广泛的量子 Liouvillian 超算符或一般的量子多体算符可以表示为基本张量算符的张量积之和,其中一些系数通常是时变的,其中基本张量算符是作用于特定数量的量子自由度的张量算符,可以从右侧或左侧或两侧作用。每个基本张量算符具有相同数量的 ket 模式和 bra 模式,其中 ket 模式在其张量中位于 bra 模式之前。基本张量算符的 bra 模式作用于量子态的 ket 模式(从左侧作用),而基本张量算符的 ket 模式作用于量子态的 bra 模式(从右侧作用)。在实践中,许多量子 Liouvillian 算符用单体基本张量算符的张量积表示,例如产生/湮灭算符、粒子数算符、坐标/动量算符、单个自旋算符等。为了具体起见,让我们考虑以下量子 Liouvillian 算符作为示例

\[L = \omega_{c} b^{\dagger} b + \frac{1}{2} \omega_{a} \sigma_{z} + [ \frac{1}{2} g(t, \alpha, \beta) b^{\dagger} \sigma_{-} + \frac{1}{2} g(t, \alpha, \beta) b \sigma_{+} ] + \gamma \sigma_{-}\]
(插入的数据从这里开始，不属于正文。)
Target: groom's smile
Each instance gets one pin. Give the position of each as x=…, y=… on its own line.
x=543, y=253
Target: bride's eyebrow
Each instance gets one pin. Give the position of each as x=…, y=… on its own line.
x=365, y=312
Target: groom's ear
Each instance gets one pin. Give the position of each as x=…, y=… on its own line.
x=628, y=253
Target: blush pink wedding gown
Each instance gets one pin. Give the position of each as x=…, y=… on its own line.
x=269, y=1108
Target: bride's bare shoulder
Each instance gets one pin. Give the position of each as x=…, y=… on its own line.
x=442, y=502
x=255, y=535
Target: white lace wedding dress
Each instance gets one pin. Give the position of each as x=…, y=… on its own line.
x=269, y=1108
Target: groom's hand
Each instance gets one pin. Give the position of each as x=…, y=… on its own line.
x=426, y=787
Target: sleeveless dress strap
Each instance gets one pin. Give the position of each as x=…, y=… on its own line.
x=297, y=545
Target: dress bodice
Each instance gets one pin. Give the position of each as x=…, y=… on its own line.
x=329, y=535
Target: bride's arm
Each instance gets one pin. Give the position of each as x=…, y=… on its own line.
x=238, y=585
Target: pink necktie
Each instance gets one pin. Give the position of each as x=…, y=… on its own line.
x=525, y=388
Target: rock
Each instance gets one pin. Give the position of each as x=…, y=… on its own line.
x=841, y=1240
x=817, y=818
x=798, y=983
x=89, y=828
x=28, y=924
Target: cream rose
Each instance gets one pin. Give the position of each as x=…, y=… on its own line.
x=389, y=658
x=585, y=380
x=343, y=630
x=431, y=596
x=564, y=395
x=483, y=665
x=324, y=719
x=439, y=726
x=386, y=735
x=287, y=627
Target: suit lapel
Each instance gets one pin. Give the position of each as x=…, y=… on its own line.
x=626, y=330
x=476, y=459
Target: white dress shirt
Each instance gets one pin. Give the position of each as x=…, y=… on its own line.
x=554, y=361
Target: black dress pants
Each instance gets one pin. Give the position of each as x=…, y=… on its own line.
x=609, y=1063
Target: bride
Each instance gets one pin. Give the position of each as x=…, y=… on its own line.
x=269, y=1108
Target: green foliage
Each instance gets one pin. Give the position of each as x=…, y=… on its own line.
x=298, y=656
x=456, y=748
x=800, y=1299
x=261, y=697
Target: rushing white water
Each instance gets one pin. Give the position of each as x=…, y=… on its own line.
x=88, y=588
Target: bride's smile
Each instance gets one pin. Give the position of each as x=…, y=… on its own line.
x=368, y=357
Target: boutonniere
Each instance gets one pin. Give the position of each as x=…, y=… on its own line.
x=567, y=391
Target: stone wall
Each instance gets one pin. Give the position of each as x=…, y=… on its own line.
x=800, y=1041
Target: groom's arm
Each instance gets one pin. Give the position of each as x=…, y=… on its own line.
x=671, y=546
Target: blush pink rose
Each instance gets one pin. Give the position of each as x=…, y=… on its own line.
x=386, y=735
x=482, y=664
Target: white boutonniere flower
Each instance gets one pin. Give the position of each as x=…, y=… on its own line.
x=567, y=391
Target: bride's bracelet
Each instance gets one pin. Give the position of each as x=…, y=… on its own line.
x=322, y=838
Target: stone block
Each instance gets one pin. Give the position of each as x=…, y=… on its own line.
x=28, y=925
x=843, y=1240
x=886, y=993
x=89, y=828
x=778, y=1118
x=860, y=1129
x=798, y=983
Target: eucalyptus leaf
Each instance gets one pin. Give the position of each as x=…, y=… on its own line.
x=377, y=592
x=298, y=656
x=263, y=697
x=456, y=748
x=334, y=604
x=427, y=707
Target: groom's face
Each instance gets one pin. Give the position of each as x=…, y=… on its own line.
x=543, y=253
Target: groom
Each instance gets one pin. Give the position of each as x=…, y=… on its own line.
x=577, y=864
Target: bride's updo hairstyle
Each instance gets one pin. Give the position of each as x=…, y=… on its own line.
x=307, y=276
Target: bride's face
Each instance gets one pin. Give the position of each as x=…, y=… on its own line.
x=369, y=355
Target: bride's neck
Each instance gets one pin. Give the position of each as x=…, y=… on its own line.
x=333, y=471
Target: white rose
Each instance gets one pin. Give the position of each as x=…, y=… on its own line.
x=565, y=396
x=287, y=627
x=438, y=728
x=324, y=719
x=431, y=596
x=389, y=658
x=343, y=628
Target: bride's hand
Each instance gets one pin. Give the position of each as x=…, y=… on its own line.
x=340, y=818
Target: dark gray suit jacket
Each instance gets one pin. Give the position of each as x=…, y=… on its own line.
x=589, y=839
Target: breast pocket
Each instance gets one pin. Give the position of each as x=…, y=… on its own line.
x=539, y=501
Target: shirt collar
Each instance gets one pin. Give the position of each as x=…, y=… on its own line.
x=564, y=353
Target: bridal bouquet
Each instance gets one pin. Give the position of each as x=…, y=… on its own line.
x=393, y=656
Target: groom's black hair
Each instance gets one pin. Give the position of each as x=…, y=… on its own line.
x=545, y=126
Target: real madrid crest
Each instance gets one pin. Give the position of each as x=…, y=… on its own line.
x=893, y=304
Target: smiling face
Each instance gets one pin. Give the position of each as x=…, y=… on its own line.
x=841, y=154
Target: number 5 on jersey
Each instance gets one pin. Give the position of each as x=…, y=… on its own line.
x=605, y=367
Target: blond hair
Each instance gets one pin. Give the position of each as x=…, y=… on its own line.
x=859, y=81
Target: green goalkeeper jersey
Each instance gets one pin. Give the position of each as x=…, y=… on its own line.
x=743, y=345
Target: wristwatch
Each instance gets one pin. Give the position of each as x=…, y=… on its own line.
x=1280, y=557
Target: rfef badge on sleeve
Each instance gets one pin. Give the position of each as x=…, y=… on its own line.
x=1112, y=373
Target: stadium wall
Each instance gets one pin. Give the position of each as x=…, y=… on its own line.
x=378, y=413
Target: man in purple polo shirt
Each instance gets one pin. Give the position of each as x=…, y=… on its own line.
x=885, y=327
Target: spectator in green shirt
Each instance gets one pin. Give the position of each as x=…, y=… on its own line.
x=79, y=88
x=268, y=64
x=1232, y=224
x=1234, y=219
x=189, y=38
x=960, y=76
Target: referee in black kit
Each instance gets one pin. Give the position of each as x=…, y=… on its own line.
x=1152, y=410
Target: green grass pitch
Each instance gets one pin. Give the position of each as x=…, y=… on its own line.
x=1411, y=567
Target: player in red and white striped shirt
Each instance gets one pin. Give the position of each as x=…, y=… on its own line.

在上述 Liouville 算符中,\(b\)\(b^{\dagger}\)\(\sigma_{z}\)\(\sigma_{-}\)\(\sigma_{+}\) 是基本张量算符,并且每一个都只作用于单个量子自由度,由二阶张量 \(U[i0; j0]\) 表示,其中 \(i0\) 是右矢模式,\(j0\) 是左矢模式(k 阶基本张量算符由具有 \(k\) 个右矢模式和 \(k\) 个左矢模式的张量表示)。\(\omega_{c}\)\(\omega_{a}\)\(\gamma\) 是常数标量。\(g(t, \alpha, \beta)\) 是一个随时间变化的标量系数,它取决于时间和两个实参数 \(\alpha\)\(\beta\),这两个参数参数化了 Liouville 算符。

基本算符

定义基本算符的张量可以直接作为 cupy.ndarray(在 WorkStream 的设备上)或 numpy.ndarray 提供。Pythonic API 也提供了 DenseOperatorMultiDiagonalOperator 对象。MultiDiagonalOperator 是作用于单个模式的算符,以稀疏 DIA 格式指定。目前不支持多对角张量(即覆盖多个模式)和主对角线上方或下方超过第一条次对角线的对角矩阵。DenseOperator 具有底层密集存储。这两个对象都允许选择一元和二元运算,并且还支持传入签名为 (t: float, args: Sequence) -> numpy.ndarray 的 CPU 回调函数,该函数动态设置张量存储的元素。无论张量是以 cupy.ndarray / numpy.ndarray 还是以 DenseOperator / MultidiagonalOperator 的形式传递,都会制作原始提供数组的副本。如果张量数据最初以 numpy.ndarray 形式提供,则它将在第一次将基本算符用作 OperatorOperatorAction 的一部分时移动到 GPU(WorkStream 的设备)。如果一个基本算符在量子多体算符的表达式中多次出现,则使用 DenseOperatorMultiDiagonalOperator 允许我们重用相同的实例,因此是首选方法。

用基本算符组合符号表达式

单个基本算符可以组合成乘积和它们的和。API 提供了几个层用于通过聚合组合此类乘积和和。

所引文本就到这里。